Rajput had told the court that the police had requisitioned Rs316 million for its investigation wing, but the provincial government had allocated only Rs140 million. Finding discrepancies in the details furnished by the finance secretary, the court had ordered him to re-submit his report with amounts transferred from the finance department to the police.

Simultaneously, the court had ordered the police chief to explain his criteria of distributing funds under the “costs of investigation” head. He was also asked for the number of criminal cases being investigated in different districts of Sindh, excluding Karachi, the amounts disbursed to them, and the date when funds were moved.

But a month later, the court was left dissatisfied with the ambiguous responses furnished by the police and the government. A committee was constituted thereafter, comprising the Sindh chief secretary, advocate-general, IGP and Finance and Home secretaries, to provide a comprehensive review and audit report of investigation funds.

“The irony was that while the Supreme Court registry was in session, an investigation officer in a missing children’s case was asking an aggrieved father for money to meet investigation costs, including travel,” claims Ali. “But it was also this case that was solved at the earliest, since senior police officials had resolved to get results as soon as possible.”

But while an officer or two can take up a case out of interest, is the system working to protect children and recover them in case they went missing?

Senior journalist Hasan Mansoor frames the discussion in terms of camouflaged numbers — by considering missing children as either ‘kidnapped’ or ‘trafficked’, the incidence of missing children gets camouflaged in adult crime statistics.

“Nobody — including the police, welfare and home departments, or even non-governmental organisations — has exact or close-to-actual data about missing children in Sindh. Most NGOs rely on newspaper reports to compile their data, which is only a tiny portion of the actual incidence,” says Mansoor.
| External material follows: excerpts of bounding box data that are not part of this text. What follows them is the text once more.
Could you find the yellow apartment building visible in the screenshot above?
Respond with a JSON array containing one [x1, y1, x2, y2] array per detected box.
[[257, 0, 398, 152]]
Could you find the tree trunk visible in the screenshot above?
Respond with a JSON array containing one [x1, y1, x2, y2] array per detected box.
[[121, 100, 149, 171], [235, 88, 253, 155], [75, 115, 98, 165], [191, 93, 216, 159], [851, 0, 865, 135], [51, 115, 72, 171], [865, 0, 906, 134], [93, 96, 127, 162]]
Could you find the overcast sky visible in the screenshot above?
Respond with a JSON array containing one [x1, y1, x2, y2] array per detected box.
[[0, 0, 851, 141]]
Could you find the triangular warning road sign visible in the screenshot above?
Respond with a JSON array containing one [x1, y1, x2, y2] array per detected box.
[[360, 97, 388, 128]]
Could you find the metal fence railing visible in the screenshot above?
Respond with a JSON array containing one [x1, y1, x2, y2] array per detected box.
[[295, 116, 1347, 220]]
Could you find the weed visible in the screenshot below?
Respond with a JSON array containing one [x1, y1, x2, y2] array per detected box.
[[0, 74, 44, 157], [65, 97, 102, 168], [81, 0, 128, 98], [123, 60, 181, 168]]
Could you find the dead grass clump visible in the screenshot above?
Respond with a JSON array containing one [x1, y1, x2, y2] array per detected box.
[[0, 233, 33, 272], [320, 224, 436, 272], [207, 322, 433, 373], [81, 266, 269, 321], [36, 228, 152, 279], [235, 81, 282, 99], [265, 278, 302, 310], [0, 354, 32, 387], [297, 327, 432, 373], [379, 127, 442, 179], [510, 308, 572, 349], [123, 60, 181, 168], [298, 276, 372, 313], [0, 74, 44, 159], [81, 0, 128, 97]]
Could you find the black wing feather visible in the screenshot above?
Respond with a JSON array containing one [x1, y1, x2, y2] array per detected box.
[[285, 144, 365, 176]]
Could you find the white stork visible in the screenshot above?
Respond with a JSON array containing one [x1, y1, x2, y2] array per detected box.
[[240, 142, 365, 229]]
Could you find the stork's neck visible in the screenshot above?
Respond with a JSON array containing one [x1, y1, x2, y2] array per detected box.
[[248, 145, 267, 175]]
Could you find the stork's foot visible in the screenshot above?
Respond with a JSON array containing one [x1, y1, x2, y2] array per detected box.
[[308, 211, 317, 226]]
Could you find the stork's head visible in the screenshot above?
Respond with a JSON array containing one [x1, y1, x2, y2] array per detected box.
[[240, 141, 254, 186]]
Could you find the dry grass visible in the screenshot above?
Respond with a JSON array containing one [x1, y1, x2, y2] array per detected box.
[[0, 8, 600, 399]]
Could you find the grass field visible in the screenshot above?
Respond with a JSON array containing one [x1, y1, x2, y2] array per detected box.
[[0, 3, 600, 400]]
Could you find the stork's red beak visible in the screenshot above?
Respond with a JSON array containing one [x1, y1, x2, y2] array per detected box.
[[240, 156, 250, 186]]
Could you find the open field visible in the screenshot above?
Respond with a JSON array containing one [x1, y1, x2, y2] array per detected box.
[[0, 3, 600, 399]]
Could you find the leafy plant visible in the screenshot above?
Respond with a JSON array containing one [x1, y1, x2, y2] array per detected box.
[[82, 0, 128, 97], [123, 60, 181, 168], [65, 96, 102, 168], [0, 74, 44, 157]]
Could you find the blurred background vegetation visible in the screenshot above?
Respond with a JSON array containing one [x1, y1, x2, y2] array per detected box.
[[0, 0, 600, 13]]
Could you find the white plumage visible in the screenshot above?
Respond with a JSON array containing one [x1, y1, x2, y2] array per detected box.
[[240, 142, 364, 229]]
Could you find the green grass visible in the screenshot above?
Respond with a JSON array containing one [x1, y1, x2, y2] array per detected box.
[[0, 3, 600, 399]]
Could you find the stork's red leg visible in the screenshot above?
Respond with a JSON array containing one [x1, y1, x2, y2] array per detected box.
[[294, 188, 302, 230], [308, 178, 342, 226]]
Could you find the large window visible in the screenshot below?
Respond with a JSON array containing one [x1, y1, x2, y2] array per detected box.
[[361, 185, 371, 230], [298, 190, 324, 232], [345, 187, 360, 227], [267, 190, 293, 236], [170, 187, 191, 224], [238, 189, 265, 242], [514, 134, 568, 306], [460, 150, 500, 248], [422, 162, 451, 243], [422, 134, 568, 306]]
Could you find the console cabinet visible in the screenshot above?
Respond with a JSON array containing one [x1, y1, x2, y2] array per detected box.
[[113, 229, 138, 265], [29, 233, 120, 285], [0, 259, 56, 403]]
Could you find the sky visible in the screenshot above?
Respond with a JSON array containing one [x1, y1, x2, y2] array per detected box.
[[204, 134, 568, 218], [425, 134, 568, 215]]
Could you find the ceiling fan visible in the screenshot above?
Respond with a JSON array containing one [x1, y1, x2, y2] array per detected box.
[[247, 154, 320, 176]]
“Most parents and relatives do not report their children having gone missing either, and those that do get trapped in the FIR registration process. Because missing children is a non-cognisable offence, no police official or provincial authority takes the matter seriously,” he says.

“Once their child is recovered, parents usually want to move on and not pursue the case any further,” says Ali. “Nobody wants another ordeal at hand, having just escaped one. In fact, parents even disregard our advice of trauma counselling for the child and themselves; they usually bid farewell and only return if they are in trouble again.”

Many tasks described by various stake holders are in fact those of the Sindh government — providing focus on the problem and integrating the response of law enforcement and health professionals.

In May 2011, the provincial assembly had passed the Sindh Child Protection Authority Act, which dictated the formation of a provincial child protection authority within 90 days. Four years later, with two ministers having overseen the matter and left their portfolios, the matter is still in cold storage.

“Whenever we recover children, there is always a stark realisation that we don’t have any place in Sindh where we can provide these kids with food and shelter, even temporary. These children are under immense stress, more than you and I can fathom. But we don’t have an authority which can take charge of the situation and rehabilitate these kids,” says SSP Mehshar.

“We need to change the law, perhaps introduce a special ordinance for the purpose. We need to make well-defined criteria of who is classified as a missing child, a runaway etc. And perhaps, assign focal persons in each district for child protection cells in police stations. These cells can quickly identify the nature of crime committed against a child, and activate the relevant authority,” suggests the SSP.